I'm having a closer look at the probability matching. Do I understand it right that you basically perform a linear blending of radar extrapolation and NWP based on the weights from the second cascade level in order to build the reference field for the probability matching? This is now a bit of a detail, but the problem with this is that you would loose the peak values, especially when both weights are around 0.5.

An alternative approach would be a simple resampling: for each grid point you sample either the radar or the NWP value (and this could be based on the same weights you are already using). This way you would build a new target distribution that is not smoother than the original radar and NWP fields.

I have some code for this (I used it in the EnKF approach). Should I give it a try to implement it in your code?
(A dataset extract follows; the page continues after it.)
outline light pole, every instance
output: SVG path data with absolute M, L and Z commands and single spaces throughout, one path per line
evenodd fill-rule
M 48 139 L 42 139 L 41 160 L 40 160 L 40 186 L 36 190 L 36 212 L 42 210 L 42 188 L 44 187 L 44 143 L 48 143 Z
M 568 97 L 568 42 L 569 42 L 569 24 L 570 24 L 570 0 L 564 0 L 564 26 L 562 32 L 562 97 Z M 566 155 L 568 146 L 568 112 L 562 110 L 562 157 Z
RubenImhoff commented 2 years ago

An alternative approach would be a simple resampling: for each grid point you sample either the radar or the NWP value (and this could be based on the same weights you are already using). This way you would build a new target distribution that is not smoother than the original radar and NWP fields.

I have some code for this (I used it in the EnKF approach). Should I give it a try to implement it in your code?

Great idea, @dnerini, and thanks if you want to implement that!